There are deeper consequences here for how other transformations like vmap and grad work
when encountering custom objects: for example, if we prioritize pytree flattening, vmap
would operate over the dimensions of the flattened contents of the custom object, while
if we prioritize `__jax_array__`, vmap would operate over the converted array dimensions.

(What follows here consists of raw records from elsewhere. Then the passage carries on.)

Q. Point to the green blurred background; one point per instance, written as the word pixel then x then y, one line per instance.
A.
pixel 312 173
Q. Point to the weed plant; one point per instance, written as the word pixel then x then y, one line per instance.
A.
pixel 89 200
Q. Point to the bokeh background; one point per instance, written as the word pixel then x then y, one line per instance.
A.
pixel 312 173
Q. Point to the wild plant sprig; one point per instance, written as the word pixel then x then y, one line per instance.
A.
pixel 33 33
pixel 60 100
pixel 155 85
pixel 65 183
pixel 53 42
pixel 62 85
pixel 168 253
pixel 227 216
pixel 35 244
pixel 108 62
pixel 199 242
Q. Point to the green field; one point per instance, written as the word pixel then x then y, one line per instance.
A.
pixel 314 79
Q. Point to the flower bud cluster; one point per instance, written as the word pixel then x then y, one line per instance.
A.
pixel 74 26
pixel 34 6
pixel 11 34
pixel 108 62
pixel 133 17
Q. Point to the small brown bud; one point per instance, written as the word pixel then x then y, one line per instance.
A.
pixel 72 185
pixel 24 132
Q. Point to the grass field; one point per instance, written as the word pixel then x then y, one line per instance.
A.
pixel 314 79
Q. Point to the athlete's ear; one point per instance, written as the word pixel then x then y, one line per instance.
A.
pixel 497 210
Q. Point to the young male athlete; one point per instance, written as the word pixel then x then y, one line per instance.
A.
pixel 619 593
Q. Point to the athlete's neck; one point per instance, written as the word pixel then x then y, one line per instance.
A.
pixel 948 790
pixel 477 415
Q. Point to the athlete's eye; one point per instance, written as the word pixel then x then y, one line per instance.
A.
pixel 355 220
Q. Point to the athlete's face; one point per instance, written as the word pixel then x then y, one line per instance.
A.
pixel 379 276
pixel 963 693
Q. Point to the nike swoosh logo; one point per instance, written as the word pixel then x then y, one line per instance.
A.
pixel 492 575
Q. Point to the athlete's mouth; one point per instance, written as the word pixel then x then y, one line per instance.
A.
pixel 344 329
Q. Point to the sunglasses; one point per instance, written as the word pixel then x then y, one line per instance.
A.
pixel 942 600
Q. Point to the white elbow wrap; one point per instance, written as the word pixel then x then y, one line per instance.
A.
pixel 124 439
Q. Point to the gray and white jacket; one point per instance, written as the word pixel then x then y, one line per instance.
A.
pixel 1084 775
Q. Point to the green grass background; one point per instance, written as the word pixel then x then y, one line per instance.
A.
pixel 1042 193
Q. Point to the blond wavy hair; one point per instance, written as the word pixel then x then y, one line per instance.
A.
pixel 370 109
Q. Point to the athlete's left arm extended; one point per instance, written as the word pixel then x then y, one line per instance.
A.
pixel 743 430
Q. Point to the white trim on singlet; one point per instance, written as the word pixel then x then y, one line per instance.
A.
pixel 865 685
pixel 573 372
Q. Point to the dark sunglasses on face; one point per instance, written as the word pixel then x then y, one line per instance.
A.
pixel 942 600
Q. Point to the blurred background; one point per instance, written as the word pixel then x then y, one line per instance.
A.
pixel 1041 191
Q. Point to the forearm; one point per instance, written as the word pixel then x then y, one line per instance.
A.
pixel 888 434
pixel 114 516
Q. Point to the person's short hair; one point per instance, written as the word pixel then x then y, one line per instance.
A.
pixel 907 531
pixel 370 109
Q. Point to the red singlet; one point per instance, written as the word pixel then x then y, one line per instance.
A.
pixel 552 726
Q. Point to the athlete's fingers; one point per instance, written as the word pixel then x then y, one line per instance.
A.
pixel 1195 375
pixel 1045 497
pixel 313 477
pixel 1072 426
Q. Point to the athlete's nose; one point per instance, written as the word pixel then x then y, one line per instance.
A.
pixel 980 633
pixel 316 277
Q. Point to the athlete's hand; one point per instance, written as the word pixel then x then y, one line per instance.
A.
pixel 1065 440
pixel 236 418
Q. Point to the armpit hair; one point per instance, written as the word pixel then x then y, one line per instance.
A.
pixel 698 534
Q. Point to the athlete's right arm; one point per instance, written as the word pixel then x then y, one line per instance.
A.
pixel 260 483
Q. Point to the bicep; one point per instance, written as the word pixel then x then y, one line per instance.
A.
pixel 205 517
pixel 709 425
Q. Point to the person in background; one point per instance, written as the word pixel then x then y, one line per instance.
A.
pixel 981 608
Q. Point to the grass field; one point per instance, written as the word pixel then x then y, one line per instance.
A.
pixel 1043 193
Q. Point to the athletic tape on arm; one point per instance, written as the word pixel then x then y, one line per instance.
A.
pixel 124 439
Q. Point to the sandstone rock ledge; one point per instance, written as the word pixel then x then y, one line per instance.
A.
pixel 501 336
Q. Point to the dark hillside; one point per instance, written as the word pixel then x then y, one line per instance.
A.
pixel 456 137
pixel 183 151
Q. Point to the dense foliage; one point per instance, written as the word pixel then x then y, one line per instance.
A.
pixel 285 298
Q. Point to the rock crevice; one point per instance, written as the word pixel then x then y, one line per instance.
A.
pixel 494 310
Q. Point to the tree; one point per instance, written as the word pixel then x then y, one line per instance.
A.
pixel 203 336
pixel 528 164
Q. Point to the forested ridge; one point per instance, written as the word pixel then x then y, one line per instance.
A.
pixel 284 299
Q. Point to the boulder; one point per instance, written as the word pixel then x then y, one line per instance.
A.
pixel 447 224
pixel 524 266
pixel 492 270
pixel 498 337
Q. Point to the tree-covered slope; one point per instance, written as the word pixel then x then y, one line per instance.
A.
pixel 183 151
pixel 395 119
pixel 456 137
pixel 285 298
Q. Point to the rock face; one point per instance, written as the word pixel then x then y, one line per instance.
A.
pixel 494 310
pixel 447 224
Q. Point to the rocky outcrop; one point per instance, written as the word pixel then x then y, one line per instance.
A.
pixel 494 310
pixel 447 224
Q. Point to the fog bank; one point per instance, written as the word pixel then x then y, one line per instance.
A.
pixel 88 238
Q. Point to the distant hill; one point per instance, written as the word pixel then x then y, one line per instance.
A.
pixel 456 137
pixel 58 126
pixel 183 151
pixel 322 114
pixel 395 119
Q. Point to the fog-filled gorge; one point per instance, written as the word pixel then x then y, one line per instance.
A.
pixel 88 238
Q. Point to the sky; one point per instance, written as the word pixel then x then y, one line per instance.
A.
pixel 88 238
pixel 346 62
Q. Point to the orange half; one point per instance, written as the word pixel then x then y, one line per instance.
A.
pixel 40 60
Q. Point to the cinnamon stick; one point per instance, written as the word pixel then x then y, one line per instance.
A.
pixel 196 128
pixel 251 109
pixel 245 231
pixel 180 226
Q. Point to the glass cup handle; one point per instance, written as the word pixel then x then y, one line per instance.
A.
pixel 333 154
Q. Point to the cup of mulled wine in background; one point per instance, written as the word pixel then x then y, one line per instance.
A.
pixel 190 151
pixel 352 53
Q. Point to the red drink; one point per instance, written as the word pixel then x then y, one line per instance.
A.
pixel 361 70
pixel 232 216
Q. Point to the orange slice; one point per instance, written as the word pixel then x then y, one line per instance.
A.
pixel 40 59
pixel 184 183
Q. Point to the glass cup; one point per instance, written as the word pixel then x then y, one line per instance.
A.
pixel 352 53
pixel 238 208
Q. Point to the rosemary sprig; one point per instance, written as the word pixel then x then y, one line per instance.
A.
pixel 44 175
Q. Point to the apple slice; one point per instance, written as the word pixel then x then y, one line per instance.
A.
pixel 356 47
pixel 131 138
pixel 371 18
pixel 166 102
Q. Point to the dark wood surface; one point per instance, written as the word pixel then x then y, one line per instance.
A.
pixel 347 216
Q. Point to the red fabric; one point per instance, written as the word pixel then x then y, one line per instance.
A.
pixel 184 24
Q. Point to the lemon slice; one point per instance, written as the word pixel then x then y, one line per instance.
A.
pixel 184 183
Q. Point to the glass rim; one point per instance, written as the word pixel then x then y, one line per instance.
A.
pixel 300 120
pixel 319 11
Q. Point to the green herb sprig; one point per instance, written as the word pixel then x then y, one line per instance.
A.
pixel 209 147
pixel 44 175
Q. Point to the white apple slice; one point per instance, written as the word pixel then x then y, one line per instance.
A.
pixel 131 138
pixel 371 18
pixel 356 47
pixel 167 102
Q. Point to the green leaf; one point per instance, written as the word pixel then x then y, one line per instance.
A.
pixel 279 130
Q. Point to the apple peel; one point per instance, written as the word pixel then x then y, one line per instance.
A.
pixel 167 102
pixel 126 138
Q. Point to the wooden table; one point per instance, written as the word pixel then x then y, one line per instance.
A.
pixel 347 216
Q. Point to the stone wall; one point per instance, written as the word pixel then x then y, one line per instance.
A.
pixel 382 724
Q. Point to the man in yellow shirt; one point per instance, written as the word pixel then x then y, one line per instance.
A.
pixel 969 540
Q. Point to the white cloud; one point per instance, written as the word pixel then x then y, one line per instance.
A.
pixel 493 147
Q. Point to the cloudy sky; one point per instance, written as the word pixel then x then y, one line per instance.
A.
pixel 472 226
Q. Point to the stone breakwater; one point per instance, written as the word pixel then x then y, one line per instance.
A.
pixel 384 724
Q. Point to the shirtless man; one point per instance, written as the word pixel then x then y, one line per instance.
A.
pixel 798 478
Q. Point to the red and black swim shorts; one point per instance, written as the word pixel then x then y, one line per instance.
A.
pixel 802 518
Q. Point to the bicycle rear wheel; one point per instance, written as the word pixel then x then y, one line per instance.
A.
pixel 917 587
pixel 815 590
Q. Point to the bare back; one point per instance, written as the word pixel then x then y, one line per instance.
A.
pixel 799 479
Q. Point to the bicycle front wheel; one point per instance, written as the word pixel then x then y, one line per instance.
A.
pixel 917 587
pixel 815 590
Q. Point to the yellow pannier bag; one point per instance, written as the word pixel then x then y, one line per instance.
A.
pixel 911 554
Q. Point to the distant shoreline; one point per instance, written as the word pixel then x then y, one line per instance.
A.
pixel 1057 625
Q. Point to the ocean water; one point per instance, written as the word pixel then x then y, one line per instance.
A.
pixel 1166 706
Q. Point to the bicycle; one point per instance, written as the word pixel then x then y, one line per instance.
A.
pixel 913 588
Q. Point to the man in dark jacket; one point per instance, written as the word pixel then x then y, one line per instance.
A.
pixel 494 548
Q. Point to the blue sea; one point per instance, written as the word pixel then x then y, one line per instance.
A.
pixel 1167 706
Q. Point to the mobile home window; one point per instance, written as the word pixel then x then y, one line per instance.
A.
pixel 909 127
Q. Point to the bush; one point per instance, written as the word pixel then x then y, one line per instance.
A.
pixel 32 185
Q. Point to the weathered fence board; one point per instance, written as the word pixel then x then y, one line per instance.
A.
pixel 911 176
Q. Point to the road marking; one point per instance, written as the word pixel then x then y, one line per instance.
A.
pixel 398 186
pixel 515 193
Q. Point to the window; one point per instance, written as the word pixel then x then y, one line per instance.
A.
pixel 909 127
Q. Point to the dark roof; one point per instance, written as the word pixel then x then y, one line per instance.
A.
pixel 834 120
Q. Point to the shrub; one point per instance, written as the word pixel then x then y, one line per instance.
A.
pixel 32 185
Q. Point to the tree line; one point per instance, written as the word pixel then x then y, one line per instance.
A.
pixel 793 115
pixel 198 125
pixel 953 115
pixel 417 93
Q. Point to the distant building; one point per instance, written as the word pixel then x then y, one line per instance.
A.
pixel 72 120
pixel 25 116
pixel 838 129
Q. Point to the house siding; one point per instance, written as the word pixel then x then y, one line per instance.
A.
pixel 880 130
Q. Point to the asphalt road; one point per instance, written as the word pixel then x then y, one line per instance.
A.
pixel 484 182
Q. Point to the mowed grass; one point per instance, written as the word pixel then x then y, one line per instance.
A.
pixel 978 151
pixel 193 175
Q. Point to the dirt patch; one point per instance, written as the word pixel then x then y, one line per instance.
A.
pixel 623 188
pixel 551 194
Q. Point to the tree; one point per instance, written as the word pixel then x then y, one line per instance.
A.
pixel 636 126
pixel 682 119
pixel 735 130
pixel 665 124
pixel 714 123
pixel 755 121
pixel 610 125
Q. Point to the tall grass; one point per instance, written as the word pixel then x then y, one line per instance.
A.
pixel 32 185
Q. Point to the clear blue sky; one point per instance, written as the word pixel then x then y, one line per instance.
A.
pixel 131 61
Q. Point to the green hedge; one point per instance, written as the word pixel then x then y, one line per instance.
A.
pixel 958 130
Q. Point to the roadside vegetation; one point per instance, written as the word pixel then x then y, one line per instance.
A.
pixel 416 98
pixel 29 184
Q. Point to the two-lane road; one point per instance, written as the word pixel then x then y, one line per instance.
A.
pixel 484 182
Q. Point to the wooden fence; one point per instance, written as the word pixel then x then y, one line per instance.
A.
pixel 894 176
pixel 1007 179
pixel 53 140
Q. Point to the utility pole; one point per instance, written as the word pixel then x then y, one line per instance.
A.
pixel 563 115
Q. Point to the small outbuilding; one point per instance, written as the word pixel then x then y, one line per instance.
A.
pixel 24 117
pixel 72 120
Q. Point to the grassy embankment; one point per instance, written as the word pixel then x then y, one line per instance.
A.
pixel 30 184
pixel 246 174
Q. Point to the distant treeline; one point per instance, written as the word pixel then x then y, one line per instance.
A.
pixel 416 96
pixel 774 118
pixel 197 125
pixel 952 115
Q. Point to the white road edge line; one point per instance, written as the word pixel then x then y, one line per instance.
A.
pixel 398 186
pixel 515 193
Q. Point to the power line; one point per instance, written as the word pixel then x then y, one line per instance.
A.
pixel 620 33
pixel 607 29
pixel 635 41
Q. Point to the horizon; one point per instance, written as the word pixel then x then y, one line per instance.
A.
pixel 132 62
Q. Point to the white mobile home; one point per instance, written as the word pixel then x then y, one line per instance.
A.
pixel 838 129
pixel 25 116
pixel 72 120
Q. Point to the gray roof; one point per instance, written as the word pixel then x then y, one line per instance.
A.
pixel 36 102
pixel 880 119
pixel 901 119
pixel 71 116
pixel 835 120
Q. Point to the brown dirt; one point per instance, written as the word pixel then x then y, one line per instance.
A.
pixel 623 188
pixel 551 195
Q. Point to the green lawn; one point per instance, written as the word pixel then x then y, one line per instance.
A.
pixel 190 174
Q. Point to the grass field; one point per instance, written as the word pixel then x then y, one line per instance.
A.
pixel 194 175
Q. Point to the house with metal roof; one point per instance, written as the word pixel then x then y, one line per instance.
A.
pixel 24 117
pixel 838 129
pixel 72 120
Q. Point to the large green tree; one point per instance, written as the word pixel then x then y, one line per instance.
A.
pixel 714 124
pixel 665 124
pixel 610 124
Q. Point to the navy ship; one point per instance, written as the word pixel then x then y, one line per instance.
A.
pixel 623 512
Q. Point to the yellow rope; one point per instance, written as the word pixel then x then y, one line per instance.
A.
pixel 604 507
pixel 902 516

This also has consequences when it comes to JIT invariance: consider a function like this:
```python
def f(x):
  if isinstance(x, CustomArray):
    return x.custom_method()
  else:
    # do something else
    ...

result1 = f(x)
result2 = jax.jit(f)(x)
```
If `jit` consumes `x` via pytree flattening, the results should agree for a well-specified
flattening rule. If `jit` consumes `x` via `__jax_array__`, the results will differ because
`x` is no longer a CustomArray within the JIT-compiled version of the function.

#### Synopsis
As of JAX v0.6.0, transformations prioritize `__jax_array__` when it is available. This status
quo can lead to confusion around lack of JIT invariance, and the current implementation in practice
leads to subtle bugs in the case of automatic differentiation, where the forward and backward pass
do not treat inputs consistently.

Because the pytree extensibility mechanism already exists for the case of customizing
transformations, it seems most straightforward if transformations act only via this
mechanism: that is, **we propose to remove `__jax_array__` parsing during abstractification.**
This approach will preserve object identity through transformations, and give the user the
most possible flexibility. If the user wants to opt-in to array conversion semantics, that
is always possible by explicitly casting their input via jnp.asarray, which will trigger the 
`__jax_array__` protocol.

### Which APIs should support `__jax_array__`?
JAX has a number of different levels of API, from the level of explicit primitive binding
(e.g. `jax.lax.add_p.bind(x, y)`) to the `jax.lax` APIs (e.g. `jax.lax.add(x, y)`) to the
`jax.numpy` APIs (e.g. `jax.numpy.add(x, y)`). Which of these API categories should handle
implicit conversion via `__jax_array__`?

In order to limit the scope of the change and the required testing, I propose that `__jax_array__`
only be explicitly supported in `jax.numpy` APIs: after all, it is inspired by the` __array__`
protocol which is supported by the NumPy package. We could always expand this in the future to
`jax.lax` APIs if needed.

This is in line with the current state of the package, where `__jax_array__` handling is mainly
within the input validation utilities used by `jax.numpy` APIs.

## Implementation
With these design choices in mind, we plan to implement this as follows:

- **Adding runtime support to `jax.numpy`**: This is likely the easiest part, as most
  `jax.numpy` functions use a common internal utility (`ensure_arraylike`) to validate
  inputs and convert them to array. This utility already supports `__jax_array__`, and
  so most jax.numpy APIs are already compliant.
- **Adding test coverage**:  To ensure compliance across the APIs, we should add a new
  test scaffold that calls every `jax.numpy` API with custom inputs and validates correct
  behavior.
- **Deprecating `__jax_array__` during abstractification**: Currently JAX's abstractification
  pass, used in `jit` and other transformations, does parse the `__jax_array__` protocol,
  and this is not the behavior we want long-term. We need to deprecate this behavior, and
  ensure that downstream packages that rely on it can move toward pytree registration or
  explicit array conversion where necessary.
- **Adding type annotations**: the type interface for jax.numpy functions is in
  `jax/numpy/__init__.pyi`, and we’ll need to change each input type from `ArrayLike` to
  `ArrayLike | SupportsJAXArray`, where the latter is a protocol with a `__jax_array__`
  method. We cannot add this directly to the `ArrayLike` definition, because `ArrayLike`
  is used in contexts where `__jax_array__` should not be supported.
- **Documentation**: once the above support is added, we should add a documentation section
  on array extensibility that outlines exactly what to expect regarding the `__jax_array__`
  protocol, with examples of how it can be used in conjunction with pytree registration
  in order to effectively work with user-defined types.